Бронзовое тело, покрытое синяками, ссадинами, шрамами, ожогами, блестело от пота, лоснилось от грязи и скорее напоминало выкованную из стали скульптуру.
– Твои цепи будут под током, и если сорвешься, то только на тот свет.
– Я утяну тебя за собой.
– Давайте! Я хочу это сделать сама!
Кивнула на заключенного, и один из надзирателей подал женщине нож.
– Каждый мой пес носит на себе знак принадлежности мне. Обычно его выжигают, предварительно смазав обезболивающей мазью… Но у тебя будет личная привилегия. Я сама его вырежу на тебе.
Она провела лезвием по груди мужчины, и тот стиснул кулаки.
– Повой для меня, псина. Громко, заливисто. Повой от боли.

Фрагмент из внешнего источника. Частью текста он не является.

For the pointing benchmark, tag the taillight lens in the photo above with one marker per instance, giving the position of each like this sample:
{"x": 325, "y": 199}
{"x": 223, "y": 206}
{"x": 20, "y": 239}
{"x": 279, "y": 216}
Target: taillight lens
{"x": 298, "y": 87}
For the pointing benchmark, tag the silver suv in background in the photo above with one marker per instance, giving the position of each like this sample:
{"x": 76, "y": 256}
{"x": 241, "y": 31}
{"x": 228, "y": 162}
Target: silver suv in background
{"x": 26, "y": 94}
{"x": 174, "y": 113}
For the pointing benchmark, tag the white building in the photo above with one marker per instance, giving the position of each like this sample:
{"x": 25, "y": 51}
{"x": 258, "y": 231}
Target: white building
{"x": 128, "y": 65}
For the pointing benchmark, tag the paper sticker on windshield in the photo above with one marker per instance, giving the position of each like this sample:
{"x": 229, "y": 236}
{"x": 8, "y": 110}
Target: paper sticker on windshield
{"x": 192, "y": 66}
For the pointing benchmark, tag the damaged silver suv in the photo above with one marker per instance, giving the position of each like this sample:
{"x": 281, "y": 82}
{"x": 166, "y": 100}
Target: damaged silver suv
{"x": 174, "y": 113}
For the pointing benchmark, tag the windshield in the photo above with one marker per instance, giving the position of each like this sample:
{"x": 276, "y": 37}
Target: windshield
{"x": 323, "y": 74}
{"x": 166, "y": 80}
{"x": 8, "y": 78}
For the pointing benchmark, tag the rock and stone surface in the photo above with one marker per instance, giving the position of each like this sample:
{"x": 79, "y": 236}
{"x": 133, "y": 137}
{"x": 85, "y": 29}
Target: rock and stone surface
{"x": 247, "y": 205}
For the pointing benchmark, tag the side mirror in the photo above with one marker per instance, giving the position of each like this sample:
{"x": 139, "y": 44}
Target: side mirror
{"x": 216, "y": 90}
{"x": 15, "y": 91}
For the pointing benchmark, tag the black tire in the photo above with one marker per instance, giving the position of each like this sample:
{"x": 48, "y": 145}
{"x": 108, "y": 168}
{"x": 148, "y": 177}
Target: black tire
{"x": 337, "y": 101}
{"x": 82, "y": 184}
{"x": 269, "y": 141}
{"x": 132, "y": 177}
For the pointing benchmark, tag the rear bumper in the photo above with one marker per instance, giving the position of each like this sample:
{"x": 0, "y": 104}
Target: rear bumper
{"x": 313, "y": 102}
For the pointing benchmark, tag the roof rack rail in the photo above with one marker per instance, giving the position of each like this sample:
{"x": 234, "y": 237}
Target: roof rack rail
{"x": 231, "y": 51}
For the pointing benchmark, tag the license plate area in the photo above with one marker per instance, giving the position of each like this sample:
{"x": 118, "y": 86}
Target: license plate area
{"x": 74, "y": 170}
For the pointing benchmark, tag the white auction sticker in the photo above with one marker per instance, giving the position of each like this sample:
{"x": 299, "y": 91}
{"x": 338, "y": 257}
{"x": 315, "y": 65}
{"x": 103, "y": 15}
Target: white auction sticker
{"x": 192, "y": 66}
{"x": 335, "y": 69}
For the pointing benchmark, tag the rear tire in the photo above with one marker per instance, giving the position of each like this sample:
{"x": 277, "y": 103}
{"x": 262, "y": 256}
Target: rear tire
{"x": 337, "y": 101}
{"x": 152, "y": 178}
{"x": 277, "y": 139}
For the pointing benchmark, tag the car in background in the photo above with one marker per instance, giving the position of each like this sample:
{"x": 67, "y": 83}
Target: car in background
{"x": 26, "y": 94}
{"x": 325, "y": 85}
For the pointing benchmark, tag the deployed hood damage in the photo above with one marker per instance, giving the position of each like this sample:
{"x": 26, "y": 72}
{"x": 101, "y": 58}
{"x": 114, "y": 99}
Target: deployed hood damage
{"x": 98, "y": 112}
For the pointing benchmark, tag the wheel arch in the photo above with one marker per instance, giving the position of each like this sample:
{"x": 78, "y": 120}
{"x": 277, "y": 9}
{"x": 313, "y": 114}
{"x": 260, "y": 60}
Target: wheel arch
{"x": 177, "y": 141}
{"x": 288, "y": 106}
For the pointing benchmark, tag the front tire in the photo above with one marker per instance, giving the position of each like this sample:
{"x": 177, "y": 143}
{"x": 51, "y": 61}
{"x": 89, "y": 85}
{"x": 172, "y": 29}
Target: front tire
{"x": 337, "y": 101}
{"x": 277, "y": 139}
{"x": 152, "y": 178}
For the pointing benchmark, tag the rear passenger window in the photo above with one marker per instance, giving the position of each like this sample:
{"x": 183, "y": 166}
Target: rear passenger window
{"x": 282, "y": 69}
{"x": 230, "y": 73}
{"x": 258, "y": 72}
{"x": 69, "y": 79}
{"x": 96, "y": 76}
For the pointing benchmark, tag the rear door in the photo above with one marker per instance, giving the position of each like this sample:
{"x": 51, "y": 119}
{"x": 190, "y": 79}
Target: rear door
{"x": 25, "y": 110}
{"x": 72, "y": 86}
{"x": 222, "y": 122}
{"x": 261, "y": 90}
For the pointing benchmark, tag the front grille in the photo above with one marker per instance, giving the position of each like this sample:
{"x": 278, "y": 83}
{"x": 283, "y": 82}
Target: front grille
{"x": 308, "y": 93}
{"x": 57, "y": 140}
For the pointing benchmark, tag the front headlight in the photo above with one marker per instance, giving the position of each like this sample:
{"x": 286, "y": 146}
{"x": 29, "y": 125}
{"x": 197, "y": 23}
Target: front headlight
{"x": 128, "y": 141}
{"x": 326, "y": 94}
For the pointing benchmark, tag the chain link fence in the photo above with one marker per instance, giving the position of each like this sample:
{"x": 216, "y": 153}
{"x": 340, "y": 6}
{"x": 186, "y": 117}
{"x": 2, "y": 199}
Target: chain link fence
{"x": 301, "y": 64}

– Скулишь только ты, шавка.
Она вырезала на нем пять квадратов в виде цветка. Один посередине и четыре других по бокам. Два вверху и два внизу. Снимала квадратики кожи, и кровь текла по груди заключенного. Он не издал ни звука, только смотрел на нее своими сумасшедшими, страшными глазами, не моргая. Притихли все. Конвоиры, арестанты, начальник смены. Как будто затаились, не дыша.
Женщина швырнула ошметки кожи себе под ноги и потопталась по ним.
– Ты – мой раб. Каждый будет знать, кому ты принадлежишь. Рано или поздно с трона падают все. Помни, кто тебя с него сбросил. А теперь обещанный подарок.
Достала из кармана нечто тонкое, блестящее, похожее на пружину, и ткнула под нос заключенному, который стоял на коленях, согнутый, и трясся от напряжения.
– Представляешь, насколько я к ней близка? Насколько я рядом? Еще один твой отказ, и ты получишь ее палец, или ноготь, или сосок. Признайся, ты бы хотел на него подрочить?
Развернулась, чтобы уйти, но на мгновение задержалась:
– А может быть, ты хочешь получить маленький пальчик своего сына?
– У меня нет сына, сука!
Пошла к выходу в сопровождении начальника, который семенил следом, переставляя толстые ножки. Она не видела, как заключенный поднял с пола прядь золотых волос, как бережно сложил их в ладонь и поднес к лицу, принюхиваясь к ним жадно, закатывая глаза от удовольствия, а потом взревел:
– Я согласен! Слышишь, сука, я согласен!